School of Aerospace, Mechanical and Manufacturing Engineering, RMIT University, Bundoora Campus, Plenty Road, P.O. Box 71, Bundoora, Melbourne VIC 3083, Australia

Received 15 January 2013; Revised 18 March 2013; Accepted 30 May 2013

Academic Editor: Ernst Niebur

Copyright © 2013 Franz Konstantin Fuss. This is an open access article distributed under the Creative Commons Attribution License, which permits unrestricted use, distribution, and reproduction in any medium, provided the original work is properly cited.

Abstract

Standard methods for computing the fractal dimensions of time series are usually tested with continuous nowhere differentiable functions, but not benchmarked with actual signals. Therefore they can produce opposite results in extreme signals. These methods also use different scaling methods, that is, different amplitude multipliers, which makes it difficult to compare fractal dimensions obtained from different methods.

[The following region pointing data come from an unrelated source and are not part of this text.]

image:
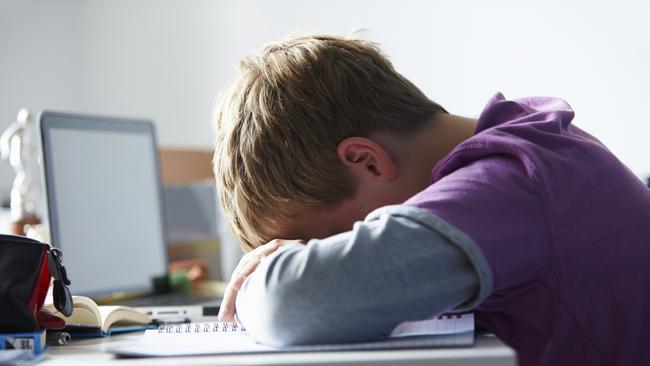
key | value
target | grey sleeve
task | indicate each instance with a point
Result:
(401, 263)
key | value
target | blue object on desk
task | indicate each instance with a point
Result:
(32, 342)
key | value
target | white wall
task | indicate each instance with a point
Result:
(167, 59)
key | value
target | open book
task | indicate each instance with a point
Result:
(89, 319)
(216, 338)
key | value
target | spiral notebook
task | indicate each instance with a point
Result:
(215, 338)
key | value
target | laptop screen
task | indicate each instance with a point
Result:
(104, 202)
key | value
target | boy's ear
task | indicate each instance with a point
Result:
(366, 158)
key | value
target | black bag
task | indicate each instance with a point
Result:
(26, 268)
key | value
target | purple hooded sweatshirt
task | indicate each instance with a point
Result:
(565, 228)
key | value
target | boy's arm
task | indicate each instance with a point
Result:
(400, 264)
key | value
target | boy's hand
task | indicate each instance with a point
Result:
(245, 268)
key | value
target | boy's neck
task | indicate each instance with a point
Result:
(447, 131)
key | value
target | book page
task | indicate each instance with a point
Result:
(444, 324)
(228, 338)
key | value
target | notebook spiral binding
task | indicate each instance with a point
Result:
(203, 327)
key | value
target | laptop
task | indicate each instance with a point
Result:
(106, 211)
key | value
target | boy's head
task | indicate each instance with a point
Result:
(308, 138)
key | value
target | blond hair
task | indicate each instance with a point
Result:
(279, 125)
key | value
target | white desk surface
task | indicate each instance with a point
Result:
(488, 351)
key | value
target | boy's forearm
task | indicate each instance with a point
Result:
(402, 264)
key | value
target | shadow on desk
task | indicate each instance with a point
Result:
(488, 351)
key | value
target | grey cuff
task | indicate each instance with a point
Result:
(455, 236)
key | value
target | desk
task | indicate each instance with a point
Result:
(489, 351)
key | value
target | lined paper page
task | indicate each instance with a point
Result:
(444, 324)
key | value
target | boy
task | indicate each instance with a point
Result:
(518, 215)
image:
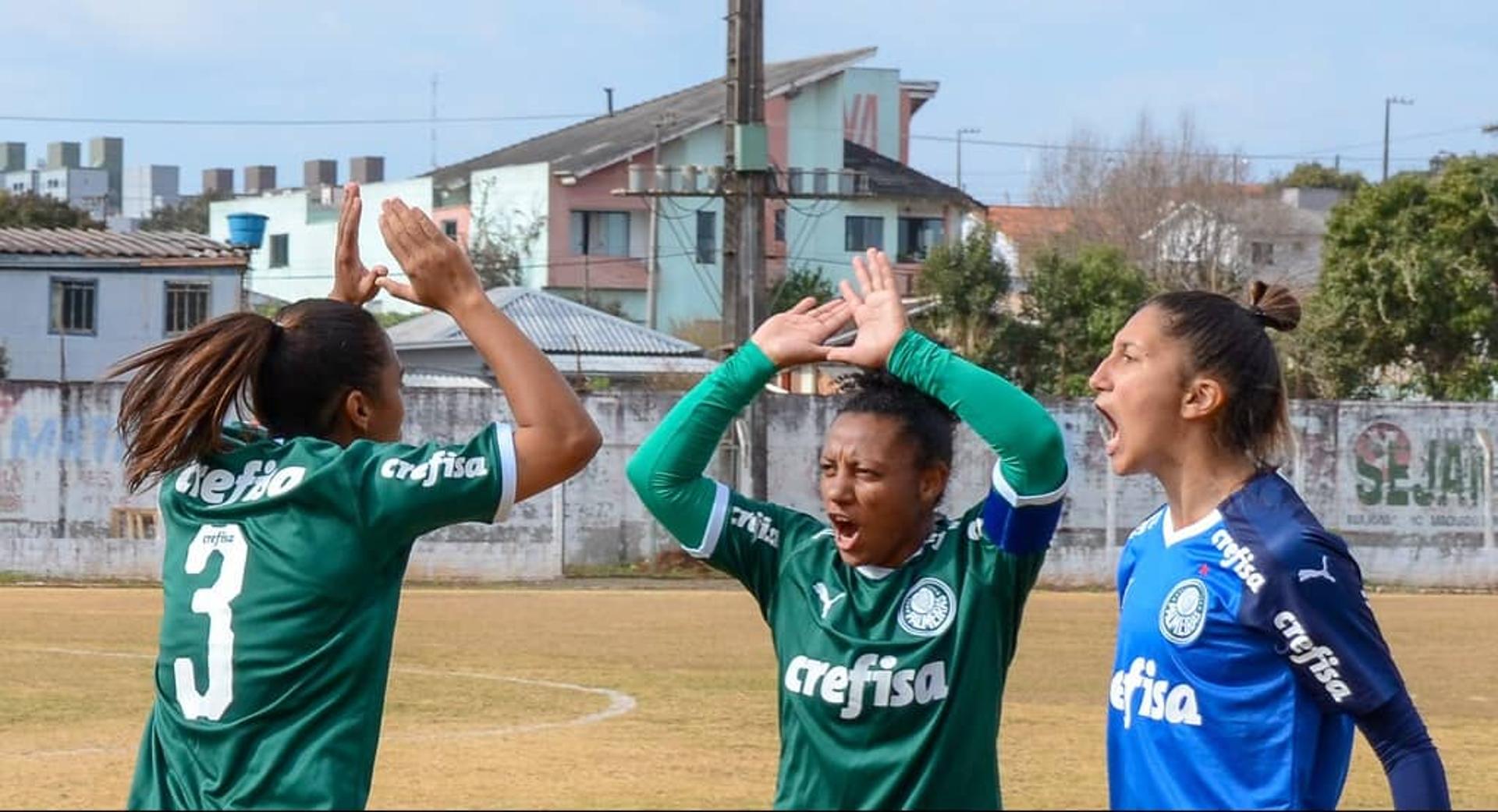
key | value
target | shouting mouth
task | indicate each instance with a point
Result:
(845, 530)
(1109, 429)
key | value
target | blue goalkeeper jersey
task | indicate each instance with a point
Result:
(1245, 649)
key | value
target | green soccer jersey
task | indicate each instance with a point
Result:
(282, 579)
(890, 680)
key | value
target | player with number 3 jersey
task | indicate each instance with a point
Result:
(286, 543)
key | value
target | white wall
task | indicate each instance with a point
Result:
(131, 315)
(312, 232)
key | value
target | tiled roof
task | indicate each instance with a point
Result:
(597, 143)
(556, 325)
(108, 245)
(892, 179)
(1028, 225)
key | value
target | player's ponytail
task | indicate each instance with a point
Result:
(172, 410)
(1227, 340)
(293, 372)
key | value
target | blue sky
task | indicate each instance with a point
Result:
(1266, 78)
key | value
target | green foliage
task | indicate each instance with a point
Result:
(41, 211)
(970, 285)
(1408, 294)
(187, 215)
(799, 283)
(1315, 176)
(1073, 307)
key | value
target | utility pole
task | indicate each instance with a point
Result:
(960, 132)
(654, 237)
(745, 151)
(433, 122)
(1387, 102)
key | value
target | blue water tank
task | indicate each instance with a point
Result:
(246, 231)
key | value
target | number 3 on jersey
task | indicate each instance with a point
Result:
(228, 541)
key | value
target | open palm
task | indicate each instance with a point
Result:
(351, 281)
(796, 336)
(877, 309)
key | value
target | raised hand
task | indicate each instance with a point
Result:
(877, 309)
(796, 336)
(441, 275)
(351, 281)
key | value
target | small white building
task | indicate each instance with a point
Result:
(78, 300)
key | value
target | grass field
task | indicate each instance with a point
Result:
(664, 697)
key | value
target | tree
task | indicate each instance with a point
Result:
(970, 282)
(799, 283)
(30, 210)
(1068, 317)
(499, 243)
(1167, 201)
(1315, 176)
(187, 215)
(1408, 293)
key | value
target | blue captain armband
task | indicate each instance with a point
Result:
(1021, 525)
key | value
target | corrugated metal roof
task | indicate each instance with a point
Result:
(597, 143)
(892, 179)
(553, 322)
(108, 245)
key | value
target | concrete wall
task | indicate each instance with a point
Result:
(130, 314)
(1410, 488)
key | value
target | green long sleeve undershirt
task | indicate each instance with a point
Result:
(667, 470)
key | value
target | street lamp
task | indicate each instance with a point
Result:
(960, 132)
(1387, 102)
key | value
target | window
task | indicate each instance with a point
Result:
(863, 232)
(74, 306)
(918, 236)
(706, 237)
(281, 250)
(186, 306)
(601, 232)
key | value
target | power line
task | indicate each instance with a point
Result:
(293, 122)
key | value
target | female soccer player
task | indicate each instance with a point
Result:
(893, 625)
(286, 544)
(1247, 649)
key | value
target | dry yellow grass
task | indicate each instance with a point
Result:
(695, 660)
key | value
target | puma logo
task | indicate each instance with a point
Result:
(829, 600)
(1323, 573)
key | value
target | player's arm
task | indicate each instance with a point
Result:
(711, 520)
(1030, 478)
(553, 436)
(1312, 607)
(403, 491)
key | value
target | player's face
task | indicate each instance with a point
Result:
(1141, 385)
(875, 496)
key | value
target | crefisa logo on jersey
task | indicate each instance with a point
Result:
(928, 608)
(1184, 613)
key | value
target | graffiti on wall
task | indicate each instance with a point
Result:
(1407, 480)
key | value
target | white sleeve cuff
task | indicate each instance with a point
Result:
(715, 525)
(506, 439)
(1004, 489)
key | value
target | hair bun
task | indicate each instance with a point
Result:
(1273, 306)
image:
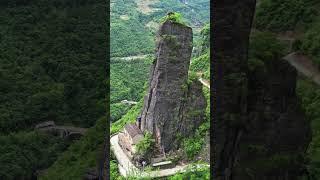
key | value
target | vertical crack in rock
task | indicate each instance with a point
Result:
(164, 106)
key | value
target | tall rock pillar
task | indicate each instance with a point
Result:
(163, 104)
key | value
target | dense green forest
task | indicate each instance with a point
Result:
(302, 18)
(52, 67)
(134, 22)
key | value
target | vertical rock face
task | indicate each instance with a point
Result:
(164, 111)
(232, 25)
(260, 131)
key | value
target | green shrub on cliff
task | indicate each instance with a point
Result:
(173, 17)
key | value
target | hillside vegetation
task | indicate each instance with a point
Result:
(52, 67)
(301, 17)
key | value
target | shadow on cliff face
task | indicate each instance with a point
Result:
(170, 100)
(260, 131)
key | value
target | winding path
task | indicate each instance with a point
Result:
(126, 167)
(304, 65)
(130, 58)
(205, 82)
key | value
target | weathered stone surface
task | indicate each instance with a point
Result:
(231, 30)
(168, 98)
(260, 131)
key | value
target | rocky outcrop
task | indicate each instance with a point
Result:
(172, 106)
(232, 26)
(260, 131)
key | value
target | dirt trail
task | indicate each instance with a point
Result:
(127, 168)
(304, 65)
(129, 58)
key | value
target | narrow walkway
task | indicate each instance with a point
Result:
(129, 102)
(304, 65)
(129, 58)
(126, 167)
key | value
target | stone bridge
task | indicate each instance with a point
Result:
(67, 132)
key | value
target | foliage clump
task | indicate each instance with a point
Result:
(173, 17)
(146, 144)
(310, 43)
(282, 15)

The purpose of this research was to develop an optimisation method that computes the fractal dimension of a normalised (dimensionless) and modified time series signal with a robust algorithm and a running average method, and that maximises the difference between two fractal dimensions, for example, a minimum and a maximum one. The signal is modified by transforming its amplitude by a multiplier, which has a non-linear effect on the signal’s time derivative. The optimisation method identifies the optimal multiplier of the normalised amplitude for targeted decision making based on fractal dimensions. The optimisation method provides an additional filter effect and makes the fractal dimensions less noisy. The method is exemplified by, and explained with, different signals, such as human movement, EEG, and acoustic signals.